HMS Belfast

Light cruiser HSM Belfast First, let’s learn some naval ship history. As we all know, England ruled the seas during the era of tall ships. In the late 1800s, the era of steam and motor-powered ships made of steel began. The vessels were built larger and larger and the battle ship cannons bigger and bigger. But even then, England continued to rule the oceans. No other world maritime nation has built so many battle ships as Great Britain. Today, time has passed by the large battle ships with cannons. The last battle ships were built during the World War II. Instead of them, the seas are now dominated by aircraft carriers and submarines.

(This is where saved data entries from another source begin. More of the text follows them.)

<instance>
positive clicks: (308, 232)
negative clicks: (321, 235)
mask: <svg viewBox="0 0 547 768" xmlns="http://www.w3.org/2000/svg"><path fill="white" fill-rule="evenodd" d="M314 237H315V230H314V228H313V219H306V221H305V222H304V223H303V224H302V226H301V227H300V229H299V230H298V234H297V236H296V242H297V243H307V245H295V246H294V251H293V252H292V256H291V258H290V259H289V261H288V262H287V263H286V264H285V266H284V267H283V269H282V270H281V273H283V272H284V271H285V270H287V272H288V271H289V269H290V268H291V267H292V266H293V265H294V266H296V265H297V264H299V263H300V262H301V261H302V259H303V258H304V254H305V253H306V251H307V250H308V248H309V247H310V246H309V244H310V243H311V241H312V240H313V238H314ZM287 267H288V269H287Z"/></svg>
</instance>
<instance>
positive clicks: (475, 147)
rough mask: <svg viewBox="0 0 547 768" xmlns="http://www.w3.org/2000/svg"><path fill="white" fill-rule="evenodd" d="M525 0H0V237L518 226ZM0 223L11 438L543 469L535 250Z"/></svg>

HMS Belfast is a light cruiser dating back to the Second World War. It has functioned as a museum since 1971 and is moored on the River Thames between Tower Bridge and London Bridge. The Tower of London stands on the opposite side of the river. The vessel’s displacement is slightly over 11,000 tons, compared to over 40,000 tons of the largest battle ships. Its main armaments are twelve six-inch (152 mm) and twelve four-inch (102 mm) guns. The six-inch guns are located in four triple turrets, whilst the four-inch guns are in six twin mounts. HMS Belfast has participated in numerous battle assignments during the World War II, including the invasion of Normandy, or the “D-Day”.

At the end of the war, the cruiser was transferred to the Far East waters, where HMS Belfast also participated in the Korean War and other operations. In 1962, it was brought back to European waters and was soon thereafter taken out of active service. It has served as a museum for the past 40 years.